Restore order to communications chaos in the workplace
The term bring your own device (BYOD) has been defined by Gartner as a disruptive phenomenon, writes Rufus Grig, the chief technology officer at Maintel. Employees were bringing non-sanctioned, non-company IT devices into work with the intention of connecting them to everything.
It’s key to note that this is not a new phenomenon. In fact, what’s new is the BYO communication wars. BYO refers to employees using consumer tools in the workplace including WhatsApp, Facebook Messenger and Snapchat for personal and work related messaging.
Our recent research, ‘Bringing order to communications chaos’ found that more traditional methods of communications are in precipitous, and perhaps permanent decline. The findings highlighted that they are being replaced with a mix of new digital tools and platforms. For example, over the last three years landline phones have fallen in popularity by 25%. On the other hand, the use of new tools is on the rise, with the majority of respondents reporting that they have increased their use over the past three years. These include platforms such as WhatsApp (with 62% reporting increased use), FaceTime (87%), Snapchat (77%), Instagram (70%), and many more.
Consumer communication tools: Increasing in demand
As popular as these consumer tools may be, they are often blocked in the workplace. According to our research, Instagram is not approved in 41% of organisations, Facebook Messenger in 34% and Snapchat in 38%. The problem here however, is that a substantial proportion of employees want to be allowed to use these consumer-grade tools for work to increase efficiency, productivity and communication in the workplace.
It’s vital that businesses are aware of their employee’s desire to use these consumer communication tools in the workplace. With the research finding that three in ten employees are using WhatsApp for two or more hours each day and figures for Instagram (41%) and Facebook Messenger (32%) even higher, ignoring this could be catastrophic for businesses.
Businesses may already be finding employees asking to use their preferred communication tools in the workplace, or just questioning why they are not sanctioned. If this is the case, it’s important to be equipped with the correct answer to these questions and to be able to give a reasonable, understandable response. At the end of the day, employees will always be tempted to seek out other tools. This is why it’s important to understand that blocking certain tools and mandating others is only part of the solution. If the reasons given for using a particular communication tool over the one employees are asking to be sanctioned are not better, then it’s unlikely employees will buy into the idea.

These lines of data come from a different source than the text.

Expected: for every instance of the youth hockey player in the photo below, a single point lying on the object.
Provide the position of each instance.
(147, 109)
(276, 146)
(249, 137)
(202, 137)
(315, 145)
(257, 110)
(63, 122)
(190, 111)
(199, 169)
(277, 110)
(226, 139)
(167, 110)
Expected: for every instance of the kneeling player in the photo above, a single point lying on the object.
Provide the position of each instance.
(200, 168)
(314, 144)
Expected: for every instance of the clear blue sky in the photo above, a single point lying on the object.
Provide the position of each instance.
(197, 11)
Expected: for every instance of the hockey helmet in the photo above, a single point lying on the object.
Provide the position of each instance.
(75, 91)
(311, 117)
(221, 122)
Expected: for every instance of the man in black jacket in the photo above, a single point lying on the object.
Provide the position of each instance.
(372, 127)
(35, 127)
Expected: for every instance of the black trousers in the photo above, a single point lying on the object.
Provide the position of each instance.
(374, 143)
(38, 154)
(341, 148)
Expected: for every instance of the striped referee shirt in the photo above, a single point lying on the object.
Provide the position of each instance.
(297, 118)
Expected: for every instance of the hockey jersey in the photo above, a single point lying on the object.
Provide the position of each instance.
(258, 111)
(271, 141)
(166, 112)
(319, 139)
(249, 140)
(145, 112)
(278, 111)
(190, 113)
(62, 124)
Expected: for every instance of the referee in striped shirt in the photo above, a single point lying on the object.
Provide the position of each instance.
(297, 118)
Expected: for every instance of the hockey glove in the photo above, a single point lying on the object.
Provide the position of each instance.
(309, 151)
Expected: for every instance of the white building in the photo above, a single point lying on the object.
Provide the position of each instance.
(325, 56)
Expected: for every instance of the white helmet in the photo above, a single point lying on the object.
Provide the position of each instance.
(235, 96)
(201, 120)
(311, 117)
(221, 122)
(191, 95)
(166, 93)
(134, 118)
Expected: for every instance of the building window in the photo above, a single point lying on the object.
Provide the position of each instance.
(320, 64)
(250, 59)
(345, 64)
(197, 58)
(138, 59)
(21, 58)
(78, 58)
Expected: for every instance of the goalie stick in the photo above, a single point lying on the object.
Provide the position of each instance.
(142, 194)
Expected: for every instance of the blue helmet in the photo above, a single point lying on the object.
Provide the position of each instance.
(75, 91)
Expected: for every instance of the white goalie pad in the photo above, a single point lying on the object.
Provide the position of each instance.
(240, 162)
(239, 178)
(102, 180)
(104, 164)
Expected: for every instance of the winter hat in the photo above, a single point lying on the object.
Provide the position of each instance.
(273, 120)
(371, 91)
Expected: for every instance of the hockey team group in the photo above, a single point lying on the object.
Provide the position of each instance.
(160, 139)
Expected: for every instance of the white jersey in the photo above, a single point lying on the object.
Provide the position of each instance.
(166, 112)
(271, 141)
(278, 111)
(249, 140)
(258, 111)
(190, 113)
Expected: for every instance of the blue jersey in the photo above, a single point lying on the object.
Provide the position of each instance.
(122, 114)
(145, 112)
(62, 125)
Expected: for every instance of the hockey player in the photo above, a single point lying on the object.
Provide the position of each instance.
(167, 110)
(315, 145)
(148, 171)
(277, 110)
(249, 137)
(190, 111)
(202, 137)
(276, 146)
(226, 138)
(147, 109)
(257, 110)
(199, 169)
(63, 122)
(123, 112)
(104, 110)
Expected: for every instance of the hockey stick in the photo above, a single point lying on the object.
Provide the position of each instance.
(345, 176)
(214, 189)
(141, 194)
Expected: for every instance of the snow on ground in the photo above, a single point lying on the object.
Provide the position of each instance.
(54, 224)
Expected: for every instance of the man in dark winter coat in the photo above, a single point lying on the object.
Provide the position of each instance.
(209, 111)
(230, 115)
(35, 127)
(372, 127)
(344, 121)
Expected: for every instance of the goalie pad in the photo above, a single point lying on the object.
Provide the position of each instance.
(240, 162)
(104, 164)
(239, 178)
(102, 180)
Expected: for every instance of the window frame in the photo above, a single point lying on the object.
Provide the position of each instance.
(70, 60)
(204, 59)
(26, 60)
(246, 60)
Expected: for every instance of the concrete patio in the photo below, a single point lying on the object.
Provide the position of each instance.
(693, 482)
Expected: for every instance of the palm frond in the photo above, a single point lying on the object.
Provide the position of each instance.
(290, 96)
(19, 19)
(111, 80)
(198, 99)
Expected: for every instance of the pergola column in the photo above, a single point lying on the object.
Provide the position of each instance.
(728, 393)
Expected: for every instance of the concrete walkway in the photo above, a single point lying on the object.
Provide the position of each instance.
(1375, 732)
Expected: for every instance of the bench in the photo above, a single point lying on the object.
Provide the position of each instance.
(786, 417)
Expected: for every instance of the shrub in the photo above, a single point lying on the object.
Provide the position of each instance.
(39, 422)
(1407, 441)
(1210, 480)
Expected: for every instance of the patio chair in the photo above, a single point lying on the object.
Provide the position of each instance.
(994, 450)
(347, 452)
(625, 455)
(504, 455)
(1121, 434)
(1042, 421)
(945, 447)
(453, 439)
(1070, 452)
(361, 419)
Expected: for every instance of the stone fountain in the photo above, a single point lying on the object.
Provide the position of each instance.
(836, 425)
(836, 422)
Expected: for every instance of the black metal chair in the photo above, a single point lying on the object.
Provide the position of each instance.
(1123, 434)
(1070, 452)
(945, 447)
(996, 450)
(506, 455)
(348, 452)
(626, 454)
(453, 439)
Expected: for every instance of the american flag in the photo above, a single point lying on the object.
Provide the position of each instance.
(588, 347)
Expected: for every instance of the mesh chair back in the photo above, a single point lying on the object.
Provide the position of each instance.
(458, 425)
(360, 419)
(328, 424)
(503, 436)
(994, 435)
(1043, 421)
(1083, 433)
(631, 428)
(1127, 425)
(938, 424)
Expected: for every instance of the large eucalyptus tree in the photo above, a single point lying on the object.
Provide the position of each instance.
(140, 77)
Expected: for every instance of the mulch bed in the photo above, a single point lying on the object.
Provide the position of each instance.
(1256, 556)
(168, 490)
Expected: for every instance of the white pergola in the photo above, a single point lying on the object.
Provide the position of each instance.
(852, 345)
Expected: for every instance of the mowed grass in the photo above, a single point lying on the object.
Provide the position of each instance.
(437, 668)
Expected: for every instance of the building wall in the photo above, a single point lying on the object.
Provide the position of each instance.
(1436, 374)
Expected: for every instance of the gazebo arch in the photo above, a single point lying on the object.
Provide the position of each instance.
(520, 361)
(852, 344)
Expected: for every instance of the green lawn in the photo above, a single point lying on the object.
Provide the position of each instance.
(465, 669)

Current communication strategies
With consumer communication platforms now right at our fingertips, organisations must take the time to evaluate their sanctioned communications strategies – or risk employees using unsanctioned and unsecure tools thanks to their ease of use and speed.
We know that the challenge of balancing user experience with compliance can seem daunting to businesses, especially with so many tools available. That’s why we’d like organisations to consider the following three pieces of advice when reviewing their communications strategy and infrastructure:
- Listen to your users
Businesses should make every effort to listen to users’ concerns about mandated communications platforms and do all they can to improve that experience.
The best way to drive your employees into the arms of insecure, unmonitored consumer-focused communications platforms is not to listen and react to their feedback on existing, business-based tools. Dialogue between management and users is the best way to encourage workers to use the right tools, and can also lead to improvements in policies and business-approved platforms that will make the user experience more enjoyable and productive.
The reasons for using a particular communications tool need to be as good as the reasons not to use a competing platform; and whichever one the company chooses, rules of best practice need to be clearly communicated.
- All platforms need policies
Businesses also need to abandon the belief that just because they have a corporate-appropriate communications system, it cannot be misused either on purpose or by accident. Policies need to be completely clear on what’s acceptable and appropriate at work, and what is not. In addition, it’s worth explaining the reasons for these policies to encourage adherence and establish greater security awareness among the workforce. Businesses should also ensure that the same clear guidelines are advertised to anyone who uses corporate systems, such as a business partner or other guest.
- Persuasion, not compulsion
Banning or blocking certain communications platforms will most likely lead to resentment, not least because workers will feel that their employers are forcing them down a path of unproductivity. There needs to be a good, well-communicated reason for banning a particular tool, especially if it’s one that has proven popular among the workforce.
Ultimately, businesses must avoid sitting back and doing nothing. As the technological landscape becomes more complex, it’s important that businesses understand how this impacts them. For organisations willing to embrace the modern era, it’s time they equip their staff with the modern tools that will allow them to communicate more efficiently.